If you have a lot of clocks like me, then there is a good chance that not all the clocks in all rooms are showing the same time. The clock in my bedroom is five minutes faster than the clock in our hall. That makes me a time traveller when I go from one room to another room.

The time in my bedroom is 8:35 AM, but the time in my hall is 8:30 AM. If I believe in both of my clocks and walk from my bedroom to the hall, congrats to me because I have travelled back in time.

It seems like there is a similar situation at hand when you are running multiple different computers. Every machine has its own system clock. There is no guarantee that all the system clocks are having the same time. This difference in time has been causing headaches for programmers and this is what our computer scientists call it to be a “clock skew”.

NTP

What if I went through my house all day long and adjusted all the clocks to the same time? Will that make sure to get rid of the clock skew? Not really, the skew can still occur because the seconds hand in real-world clocks cannot be synchronized with one another. There are external factors like the battery power going down which could eventually cause a clock skew.

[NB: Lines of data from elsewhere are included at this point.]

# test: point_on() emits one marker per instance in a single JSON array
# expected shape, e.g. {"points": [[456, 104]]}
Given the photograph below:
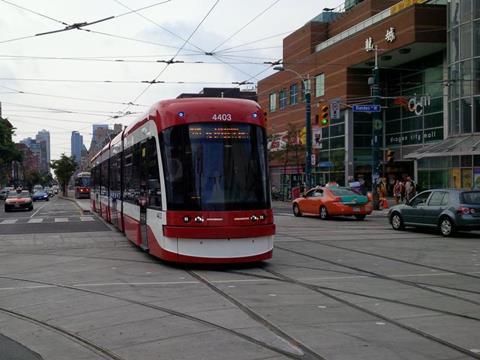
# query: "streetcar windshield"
{"points": [[82, 181], [215, 167]]}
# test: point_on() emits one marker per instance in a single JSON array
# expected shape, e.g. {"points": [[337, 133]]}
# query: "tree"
{"points": [[64, 169], [8, 150]]}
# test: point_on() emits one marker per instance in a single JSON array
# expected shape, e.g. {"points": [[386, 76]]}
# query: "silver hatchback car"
{"points": [[448, 210]]}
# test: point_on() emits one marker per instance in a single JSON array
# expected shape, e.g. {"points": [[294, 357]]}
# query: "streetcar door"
{"points": [[143, 200]]}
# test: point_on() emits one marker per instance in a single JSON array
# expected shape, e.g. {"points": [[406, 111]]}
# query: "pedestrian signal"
{"points": [[390, 156], [323, 114]]}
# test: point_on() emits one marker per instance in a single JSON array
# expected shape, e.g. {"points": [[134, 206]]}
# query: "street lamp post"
{"points": [[308, 123]]}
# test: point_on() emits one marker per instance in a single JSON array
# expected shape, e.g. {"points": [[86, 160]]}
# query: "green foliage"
{"points": [[64, 169], [8, 150]]}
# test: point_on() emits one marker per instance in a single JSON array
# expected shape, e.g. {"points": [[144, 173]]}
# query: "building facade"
{"points": [[426, 91], [76, 146]]}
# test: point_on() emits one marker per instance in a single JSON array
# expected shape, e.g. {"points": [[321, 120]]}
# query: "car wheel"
{"points": [[397, 222], [323, 213], [296, 210], [446, 226]]}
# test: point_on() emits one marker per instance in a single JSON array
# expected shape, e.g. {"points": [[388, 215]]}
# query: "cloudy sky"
{"points": [[69, 80]]}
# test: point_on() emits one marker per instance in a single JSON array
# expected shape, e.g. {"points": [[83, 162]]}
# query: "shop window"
{"points": [[476, 77], [476, 35], [392, 127], [414, 123], [337, 130], [466, 161], [282, 99], [436, 105], [454, 40], [454, 117], [293, 94], [476, 121], [433, 120], [392, 112], [466, 10], [454, 83], [337, 142], [466, 78], [273, 102], [476, 160], [320, 85], [433, 135]]}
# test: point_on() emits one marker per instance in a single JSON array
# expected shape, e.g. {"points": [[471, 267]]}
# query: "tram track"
{"points": [[172, 312], [381, 276], [91, 346], [309, 353]]}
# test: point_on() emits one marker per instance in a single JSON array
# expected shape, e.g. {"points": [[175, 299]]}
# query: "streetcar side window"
{"points": [[128, 174], [104, 178], [154, 189]]}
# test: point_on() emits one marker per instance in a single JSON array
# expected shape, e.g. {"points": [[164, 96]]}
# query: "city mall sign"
{"points": [[414, 104]]}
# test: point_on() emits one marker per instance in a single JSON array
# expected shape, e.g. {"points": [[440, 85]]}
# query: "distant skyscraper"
{"points": [[76, 146], [43, 138]]}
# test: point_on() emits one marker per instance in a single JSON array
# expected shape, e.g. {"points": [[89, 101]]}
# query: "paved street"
{"points": [[336, 289]]}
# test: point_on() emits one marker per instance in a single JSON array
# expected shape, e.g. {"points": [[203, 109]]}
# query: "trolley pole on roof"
{"points": [[377, 130]]}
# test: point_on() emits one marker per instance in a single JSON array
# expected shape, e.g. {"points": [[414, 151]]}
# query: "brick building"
{"points": [[337, 51]]}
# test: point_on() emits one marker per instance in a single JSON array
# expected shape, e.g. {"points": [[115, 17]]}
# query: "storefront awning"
{"points": [[452, 146]]}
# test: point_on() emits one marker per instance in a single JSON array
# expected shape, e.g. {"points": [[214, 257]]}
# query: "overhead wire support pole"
{"points": [[308, 123], [377, 130]]}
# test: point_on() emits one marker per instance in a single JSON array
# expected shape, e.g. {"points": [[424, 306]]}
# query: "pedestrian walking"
{"points": [[409, 189], [398, 191]]}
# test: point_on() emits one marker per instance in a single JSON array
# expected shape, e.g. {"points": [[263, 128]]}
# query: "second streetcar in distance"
{"points": [[189, 182], [82, 185]]}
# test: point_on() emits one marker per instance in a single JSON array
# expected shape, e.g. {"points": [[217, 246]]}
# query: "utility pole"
{"points": [[377, 126], [308, 128]]}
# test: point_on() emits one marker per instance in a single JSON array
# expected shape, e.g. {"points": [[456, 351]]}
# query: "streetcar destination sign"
{"points": [[367, 108]]}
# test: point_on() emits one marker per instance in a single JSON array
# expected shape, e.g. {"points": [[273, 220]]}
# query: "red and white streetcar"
{"points": [[189, 182]]}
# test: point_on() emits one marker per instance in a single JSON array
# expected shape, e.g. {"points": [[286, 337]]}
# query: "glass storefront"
{"points": [[449, 172], [464, 67]]}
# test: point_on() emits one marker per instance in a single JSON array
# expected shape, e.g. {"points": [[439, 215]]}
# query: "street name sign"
{"points": [[367, 108]]}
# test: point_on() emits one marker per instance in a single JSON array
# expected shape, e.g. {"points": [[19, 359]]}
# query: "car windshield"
{"points": [[471, 197], [342, 191], [14, 194]]}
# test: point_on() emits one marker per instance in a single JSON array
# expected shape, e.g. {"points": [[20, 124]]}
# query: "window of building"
{"points": [[320, 85], [465, 41], [282, 99], [273, 102], [293, 94], [476, 37]]}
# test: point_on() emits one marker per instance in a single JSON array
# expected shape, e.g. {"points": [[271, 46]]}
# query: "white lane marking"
{"points": [[9, 221], [35, 221], [36, 212]]}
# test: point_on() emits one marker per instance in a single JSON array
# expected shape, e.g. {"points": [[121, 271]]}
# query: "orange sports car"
{"points": [[333, 201]]}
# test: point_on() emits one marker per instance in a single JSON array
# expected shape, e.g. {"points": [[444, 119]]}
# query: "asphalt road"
{"points": [[336, 289]]}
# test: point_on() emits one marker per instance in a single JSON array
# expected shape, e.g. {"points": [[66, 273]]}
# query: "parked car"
{"points": [[18, 200], [333, 201], [4, 192], [49, 191], [40, 195], [447, 210]]}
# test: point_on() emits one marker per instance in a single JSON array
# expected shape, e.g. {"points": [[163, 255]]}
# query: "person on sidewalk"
{"points": [[398, 190]]}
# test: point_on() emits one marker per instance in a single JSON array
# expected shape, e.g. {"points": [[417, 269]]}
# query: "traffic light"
{"points": [[390, 156], [323, 114]]}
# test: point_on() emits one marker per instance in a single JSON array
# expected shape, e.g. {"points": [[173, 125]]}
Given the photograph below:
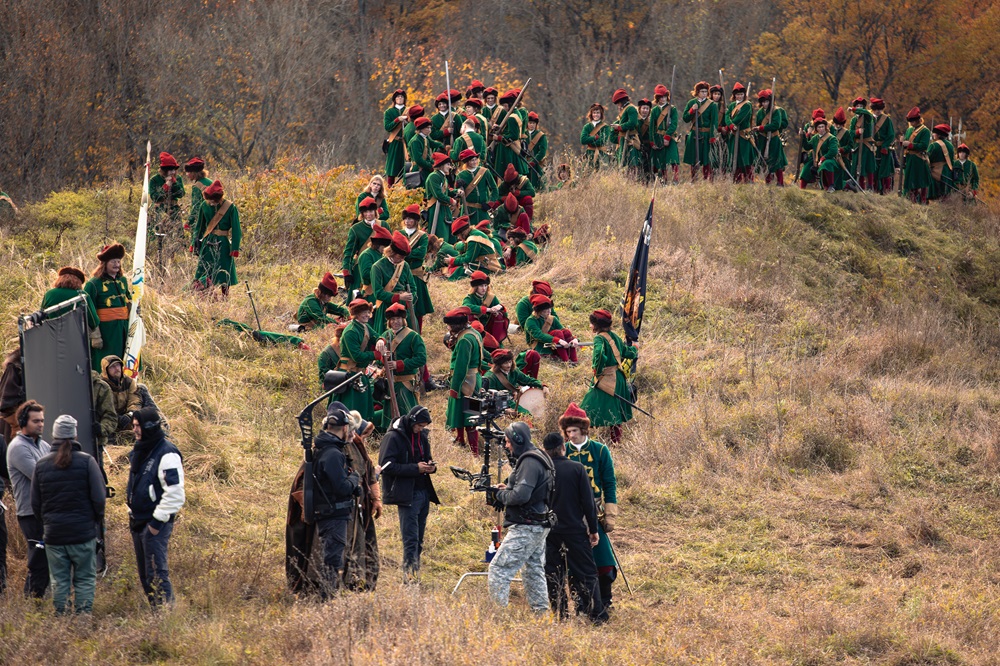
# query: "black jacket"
{"points": [[574, 498], [333, 496], [70, 501], [404, 450]]}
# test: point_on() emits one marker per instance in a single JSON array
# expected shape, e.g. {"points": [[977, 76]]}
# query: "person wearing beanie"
{"points": [[68, 496], [477, 185], [357, 241], [407, 465], [596, 458], [166, 191], [392, 281], [600, 402], [154, 494], [110, 292], [194, 171], [575, 534], [394, 120], [217, 236], [357, 352], [916, 167], [441, 199], [379, 241], [403, 349], [769, 122], [884, 136], [467, 357], [703, 114], [375, 189]]}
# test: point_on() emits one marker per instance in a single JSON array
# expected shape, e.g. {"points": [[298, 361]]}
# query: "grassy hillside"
{"points": [[819, 484]]}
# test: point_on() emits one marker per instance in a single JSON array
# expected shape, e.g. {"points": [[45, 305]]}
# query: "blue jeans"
{"points": [[412, 521], [151, 559]]}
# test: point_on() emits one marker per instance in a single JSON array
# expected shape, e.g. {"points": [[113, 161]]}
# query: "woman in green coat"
{"points": [[111, 295], [600, 402]]}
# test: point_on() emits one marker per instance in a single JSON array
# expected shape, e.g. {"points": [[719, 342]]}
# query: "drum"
{"points": [[533, 400]]}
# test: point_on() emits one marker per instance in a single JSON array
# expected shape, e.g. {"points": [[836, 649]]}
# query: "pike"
{"points": [[136, 327]]}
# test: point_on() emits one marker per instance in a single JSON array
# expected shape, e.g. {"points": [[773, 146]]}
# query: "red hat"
{"points": [[500, 356], [541, 287], [167, 161], [381, 234], [439, 159], [400, 244], [214, 191], [540, 302], [574, 417], [329, 283], [358, 305]]}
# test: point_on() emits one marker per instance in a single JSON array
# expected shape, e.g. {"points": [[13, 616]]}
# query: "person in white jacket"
{"points": [[154, 494]]}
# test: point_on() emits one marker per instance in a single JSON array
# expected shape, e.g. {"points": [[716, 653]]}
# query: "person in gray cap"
{"points": [[526, 499], [68, 497]]}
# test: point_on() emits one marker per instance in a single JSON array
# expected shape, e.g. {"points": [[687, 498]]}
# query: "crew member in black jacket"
{"points": [[407, 465], [335, 495], [576, 530]]}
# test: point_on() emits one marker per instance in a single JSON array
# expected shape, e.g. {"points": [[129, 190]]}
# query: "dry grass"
{"points": [[819, 485]]}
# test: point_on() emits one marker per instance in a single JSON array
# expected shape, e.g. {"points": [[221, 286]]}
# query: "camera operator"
{"points": [[406, 462], [526, 499], [577, 532]]}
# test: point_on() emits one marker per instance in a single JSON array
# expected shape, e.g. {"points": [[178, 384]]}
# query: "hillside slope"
{"points": [[819, 484]]}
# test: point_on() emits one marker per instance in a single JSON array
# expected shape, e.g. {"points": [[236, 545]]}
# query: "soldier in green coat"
{"points": [[916, 167], [357, 352], [194, 171], [402, 347], [466, 359], [663, 128], [166, 191], [392, 281], [884, 135], [941, 156], [703, 114], [357, 240], [596, 458], [440, 199], [394, 121], [318, 309], [217, 236], [863, 165], [597, 138], [770, 121], [111, 295], [476, 186]]}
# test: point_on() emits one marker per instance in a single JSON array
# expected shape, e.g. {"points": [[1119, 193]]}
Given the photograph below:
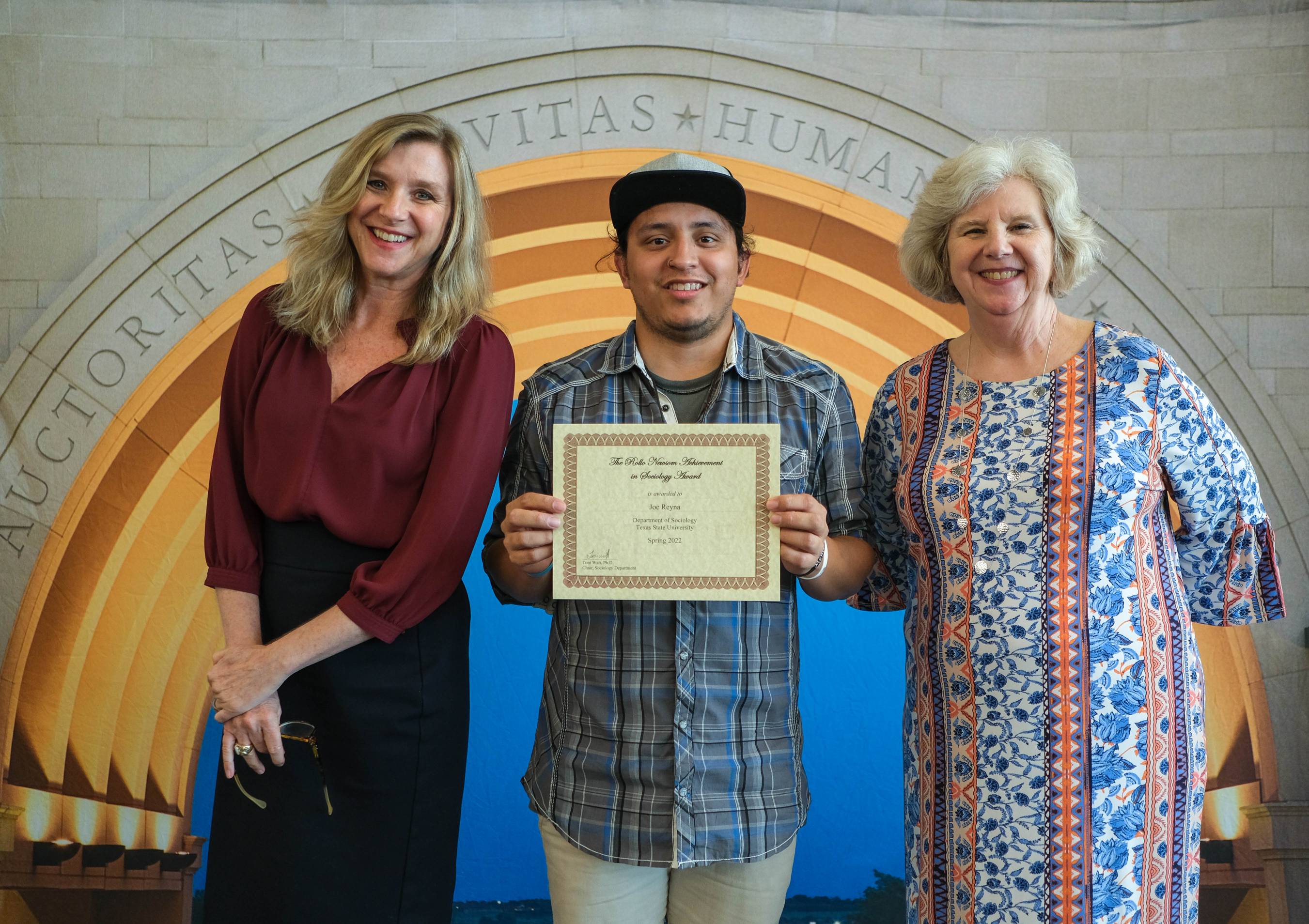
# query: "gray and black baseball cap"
{"points": [[677, 177]]}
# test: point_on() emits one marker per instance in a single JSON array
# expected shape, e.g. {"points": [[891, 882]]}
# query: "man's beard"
{"points": [[690, 332]]}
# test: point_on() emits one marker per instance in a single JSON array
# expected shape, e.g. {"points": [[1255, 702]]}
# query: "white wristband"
{"points": [[820, 566]]}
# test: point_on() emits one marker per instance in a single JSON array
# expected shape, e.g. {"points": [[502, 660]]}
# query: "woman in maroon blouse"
{"points": [[364, 413]]}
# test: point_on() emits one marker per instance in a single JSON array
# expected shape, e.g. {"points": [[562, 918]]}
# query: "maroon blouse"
{"points": [[405, 460]]}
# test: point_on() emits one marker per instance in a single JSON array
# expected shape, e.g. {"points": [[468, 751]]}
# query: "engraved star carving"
{"points": [[686, 118]]}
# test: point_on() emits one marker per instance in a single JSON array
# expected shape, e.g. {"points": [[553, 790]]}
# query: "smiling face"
{"points": [[1002, 250], [683, 269], [401, 219]]}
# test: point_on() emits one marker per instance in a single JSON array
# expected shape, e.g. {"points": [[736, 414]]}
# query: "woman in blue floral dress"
{"points": [[1021, 485]]}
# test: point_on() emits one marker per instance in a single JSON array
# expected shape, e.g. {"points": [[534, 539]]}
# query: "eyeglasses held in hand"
{"points": [[294, 731]]}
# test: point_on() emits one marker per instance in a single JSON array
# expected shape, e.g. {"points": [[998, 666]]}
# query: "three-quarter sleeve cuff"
{"points": [[230, 579], [368, 621]]}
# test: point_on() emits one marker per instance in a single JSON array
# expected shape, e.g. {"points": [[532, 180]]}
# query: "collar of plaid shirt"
{"points": [[670, 732]]}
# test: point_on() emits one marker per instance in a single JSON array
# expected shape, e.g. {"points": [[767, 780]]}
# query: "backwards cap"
{"points": [[676, 177]]}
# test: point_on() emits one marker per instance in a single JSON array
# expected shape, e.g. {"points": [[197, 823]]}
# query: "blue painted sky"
{"points": [[851, 694]]}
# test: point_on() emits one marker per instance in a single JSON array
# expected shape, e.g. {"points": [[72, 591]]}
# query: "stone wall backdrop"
{"points": [[1188, 120]]}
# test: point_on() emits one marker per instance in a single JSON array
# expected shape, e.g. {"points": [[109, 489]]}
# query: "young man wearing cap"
{"points": [[667, 766]]}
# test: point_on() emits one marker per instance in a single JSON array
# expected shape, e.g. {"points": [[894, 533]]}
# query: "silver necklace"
{"points": [[981, 565], [1045, 363]]}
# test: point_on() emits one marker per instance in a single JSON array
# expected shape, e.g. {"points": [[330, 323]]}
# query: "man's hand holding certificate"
{"points": [[667, 512]]}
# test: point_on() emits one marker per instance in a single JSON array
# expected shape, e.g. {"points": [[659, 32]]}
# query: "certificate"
{"points": [[667, 512]]}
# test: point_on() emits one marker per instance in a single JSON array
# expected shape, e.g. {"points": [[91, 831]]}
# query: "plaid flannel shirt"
{"points": [[670, 732]]}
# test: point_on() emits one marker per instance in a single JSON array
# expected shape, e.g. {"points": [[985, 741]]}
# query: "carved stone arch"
{"points": [[108, 405]]}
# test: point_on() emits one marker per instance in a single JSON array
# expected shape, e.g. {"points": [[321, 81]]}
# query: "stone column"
{"points": [[1279, 835]]}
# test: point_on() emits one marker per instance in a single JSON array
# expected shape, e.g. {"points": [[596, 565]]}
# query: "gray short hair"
{"points": [[961, 181]]}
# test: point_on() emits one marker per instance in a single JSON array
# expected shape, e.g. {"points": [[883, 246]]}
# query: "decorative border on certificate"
{"points": [[762, 466], [667, 511]]}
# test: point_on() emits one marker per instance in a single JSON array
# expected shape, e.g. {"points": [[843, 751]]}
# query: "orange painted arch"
{"points": [[103, 690]]}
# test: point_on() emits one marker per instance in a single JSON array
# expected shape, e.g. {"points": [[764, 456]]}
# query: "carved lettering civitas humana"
{"points": [[777, 130], [557, 118]]}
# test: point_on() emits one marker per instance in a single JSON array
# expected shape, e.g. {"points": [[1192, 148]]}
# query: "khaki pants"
{"points": [[587, 891]]}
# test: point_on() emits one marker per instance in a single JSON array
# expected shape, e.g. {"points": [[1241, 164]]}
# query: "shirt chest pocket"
{"points": [[795, 470]]}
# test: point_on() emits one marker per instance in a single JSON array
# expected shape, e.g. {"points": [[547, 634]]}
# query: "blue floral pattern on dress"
{"points": [[1007, 638], [1126, 850]]}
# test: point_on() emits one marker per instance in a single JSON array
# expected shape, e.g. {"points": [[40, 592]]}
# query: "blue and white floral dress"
{"points": [[1054, 720]]}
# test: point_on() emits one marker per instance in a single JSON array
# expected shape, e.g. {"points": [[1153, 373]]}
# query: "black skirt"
{"points": [[392, 725]]}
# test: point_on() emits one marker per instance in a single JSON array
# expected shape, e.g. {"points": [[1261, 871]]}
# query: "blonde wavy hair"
{"points": [[961, 181], [323, 267]]}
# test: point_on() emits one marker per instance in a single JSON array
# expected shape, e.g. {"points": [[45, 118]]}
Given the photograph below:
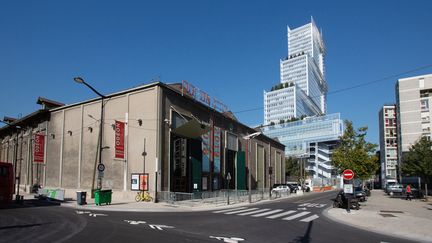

In the case of computing, there seems to be a protocol called NTP (Network Time Protocol) that helps do the equivalent of me going around the house and syncing clocks. It synchronizes the clocks between computers and helps us to maintain the clock skew to be minimum. I first heard about it back in 2016 or 2017 at work when we faced some problems due to the clocks going out of sync between the machines in our system. So we had to install the NTP daemon service on all the machines to solve the problem.

If you are using an NTP daemon in production, make sure to have an alerting and monitoring setup for it. I learned that some people go to the extremes of plotting graphs against the clock skew and network latency between the machines in their system [^1]. It might be good to have a sense of how much of a clock skew can usually happen while using NTP. 100 to 500 milliseconds seem to be a practical estimate for clock skews [^2].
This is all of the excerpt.